Intermediate Accounting, Vol. 2, 3e (Lo/Fisher) Link full download test bank: https://findtestbanks.com/download/intermediate-accountingvolume-2-canadian-3rd-edition-by-lo-fisher-test-bank /Link full download solution manual: https://findtestbanks.com/download/intermediateaccounting-volume-2-canadian-3rd-edition-by-lo-fisher-solution-manual/ Chapter 12 Non-current Financial Liabilities 12.1 Learning Objective 1 1) Which statement best explains the concept of "leverage"? A) A measure of the efficiency of the company. B) A measure of solvency of the company. C) A measure of the company's operations. D) A measure of the company's debt paying ability. Answer: B Diff: 1 Type: MC Skill: Concept Objective: 12.1 Describe financial leverage and its impact on profitability.
2) What are "non-current liabilities"? A) Obligations that are expected to be settled in the next operating cycle of the company. B) Obligations that are expected to be settled within the next 12 months. C) Obligations that are expected to be settled more than 12 months after the company's year-end. D) Obligations that are expected to be settled more than 24 months after the company's year-end. Answer: C Diff: 2 Type: MC Skill: Concept Objective: 12.1 Describe financial leverage and its impact on profitability.

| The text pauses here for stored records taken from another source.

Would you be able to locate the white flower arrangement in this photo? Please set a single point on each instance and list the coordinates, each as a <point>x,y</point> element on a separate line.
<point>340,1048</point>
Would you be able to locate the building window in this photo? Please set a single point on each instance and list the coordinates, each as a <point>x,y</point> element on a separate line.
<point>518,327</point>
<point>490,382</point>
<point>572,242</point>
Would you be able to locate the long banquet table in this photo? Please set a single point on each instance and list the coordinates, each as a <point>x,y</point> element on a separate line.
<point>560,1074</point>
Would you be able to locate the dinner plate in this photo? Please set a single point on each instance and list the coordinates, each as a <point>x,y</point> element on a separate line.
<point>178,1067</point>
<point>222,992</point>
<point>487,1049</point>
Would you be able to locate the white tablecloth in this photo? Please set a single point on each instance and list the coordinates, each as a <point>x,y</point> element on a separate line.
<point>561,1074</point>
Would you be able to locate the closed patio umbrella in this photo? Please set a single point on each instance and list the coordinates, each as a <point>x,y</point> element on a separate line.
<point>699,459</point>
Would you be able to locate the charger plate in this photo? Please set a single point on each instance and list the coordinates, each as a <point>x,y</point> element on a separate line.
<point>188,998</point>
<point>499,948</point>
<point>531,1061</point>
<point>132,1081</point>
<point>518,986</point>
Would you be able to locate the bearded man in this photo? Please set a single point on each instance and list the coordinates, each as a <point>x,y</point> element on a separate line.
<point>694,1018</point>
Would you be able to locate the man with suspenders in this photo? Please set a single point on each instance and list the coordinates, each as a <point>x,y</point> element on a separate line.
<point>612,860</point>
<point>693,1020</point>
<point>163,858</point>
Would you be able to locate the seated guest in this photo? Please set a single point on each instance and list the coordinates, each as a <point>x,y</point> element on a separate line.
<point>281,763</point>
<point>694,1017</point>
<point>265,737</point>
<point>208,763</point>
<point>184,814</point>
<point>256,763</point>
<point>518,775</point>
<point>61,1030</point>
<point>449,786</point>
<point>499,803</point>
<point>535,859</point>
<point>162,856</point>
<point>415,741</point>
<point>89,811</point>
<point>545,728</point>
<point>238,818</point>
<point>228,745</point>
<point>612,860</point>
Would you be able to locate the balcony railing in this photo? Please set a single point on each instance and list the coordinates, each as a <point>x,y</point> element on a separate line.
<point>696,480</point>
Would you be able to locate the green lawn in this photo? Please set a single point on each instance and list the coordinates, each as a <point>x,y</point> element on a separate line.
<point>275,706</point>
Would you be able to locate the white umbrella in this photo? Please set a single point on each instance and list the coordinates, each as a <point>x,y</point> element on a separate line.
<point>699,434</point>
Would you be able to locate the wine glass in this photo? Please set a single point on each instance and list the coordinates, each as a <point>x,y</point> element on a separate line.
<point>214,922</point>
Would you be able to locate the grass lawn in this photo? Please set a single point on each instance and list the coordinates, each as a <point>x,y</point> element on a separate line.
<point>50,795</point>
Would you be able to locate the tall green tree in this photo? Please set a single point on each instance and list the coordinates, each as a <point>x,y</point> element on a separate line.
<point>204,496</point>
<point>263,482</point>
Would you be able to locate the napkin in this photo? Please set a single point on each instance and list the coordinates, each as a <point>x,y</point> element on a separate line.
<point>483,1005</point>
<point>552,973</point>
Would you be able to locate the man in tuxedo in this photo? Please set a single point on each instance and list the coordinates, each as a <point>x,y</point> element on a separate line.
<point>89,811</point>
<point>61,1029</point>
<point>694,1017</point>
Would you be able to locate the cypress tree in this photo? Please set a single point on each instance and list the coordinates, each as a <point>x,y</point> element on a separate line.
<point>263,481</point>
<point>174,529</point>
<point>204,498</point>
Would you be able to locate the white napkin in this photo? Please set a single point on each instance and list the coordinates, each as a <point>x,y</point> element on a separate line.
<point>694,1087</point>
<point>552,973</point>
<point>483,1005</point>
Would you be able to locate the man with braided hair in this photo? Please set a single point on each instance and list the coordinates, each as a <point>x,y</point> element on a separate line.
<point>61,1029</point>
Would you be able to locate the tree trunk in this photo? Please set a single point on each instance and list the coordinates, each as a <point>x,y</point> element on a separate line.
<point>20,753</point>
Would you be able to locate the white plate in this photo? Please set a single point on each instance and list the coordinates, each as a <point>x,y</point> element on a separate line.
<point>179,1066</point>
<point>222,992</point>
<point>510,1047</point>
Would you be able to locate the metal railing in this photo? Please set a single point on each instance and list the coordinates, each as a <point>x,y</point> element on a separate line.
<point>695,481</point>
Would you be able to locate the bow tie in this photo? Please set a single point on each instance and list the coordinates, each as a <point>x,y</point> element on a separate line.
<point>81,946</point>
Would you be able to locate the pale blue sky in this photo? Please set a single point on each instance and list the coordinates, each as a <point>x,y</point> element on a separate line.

3) Which of the following would be a "non-current liability"? A) Payment due after 3 years, but the company has violated the debt covenants. B) Payment due to a supplier 45 days after year-end for supplies received before year-end. C) Payment due to a supplier in 18 months for goods to be received 3 months after year-end. D) Payment due after 3 years, on which the debt covenants have been not been violated. Answer: D Diff: 2 Type: MC Skill: Concept Objective: 12.1 Describe financial leverage and its impact on profitability.
4) Which statement is correct about financial leverage? A) It reduces the risk of bankruptcy to the company. B) It reduces the level of risk exposure of the shareholders. C) It quantifies the relationship between the relative level of a firm's debt and its equity base. D) It has nothing to do with the relationship between the relative level of a firm's debt and its equity base. Answer: C Diff: 2 Type: MC Skill: Concept Objective: 12.1 Describe financial leverage and its impact on profitability.